We run $18$ different zero-shot domain adaptation tasks across three OAG and PubMed graphs.
Each heterogeneous graph has node classification tasks for both source and target node types.
Only source node types have labels, while target node types have none during training.
The performance is evaluated by NDCG and MRR --- widely adopted ranking metrics~\cite{hu2020heterogeneous, hu2020gpt}.

In Tables~\ref{tab:oag:cs},~\ref{tab:pubmed},~\ref{tab:oag:cn}, and~\ref{tab:oag:ml}, our proposed method \textsc{HGNN-KTN}\xspace consistently outperforms all baselines on all tasks and graphs by up to $73.3\%$ higher in MRR (P-A(L1) task in OAG-CS, Table \ref{tab:oag:cs}).

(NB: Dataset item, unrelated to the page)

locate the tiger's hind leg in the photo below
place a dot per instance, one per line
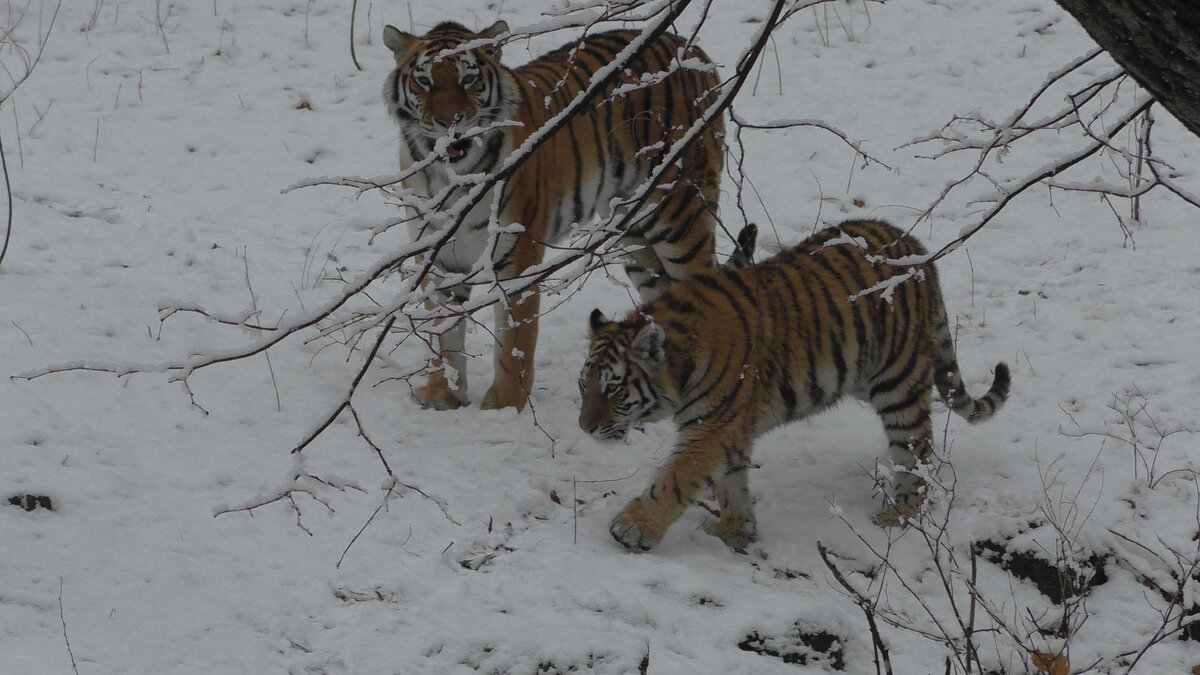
(909, 429)
(737, 526)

When we compare with the original accuracy possible using the model pretrained on the source domain without any domain adaptation ($3$rd column, \textit{Source}), the results are even more impressive.
Here we see our method \textsc{HGNN-KTN}\xspace provides relative gains of up to $340\%$ higher MRR without using any labels from the target domain.
These results show the clear effectiveness of \textsc{HGNN-KTN}\xspace on zero-shot domain adaptation tasks on a heterogeneous graph.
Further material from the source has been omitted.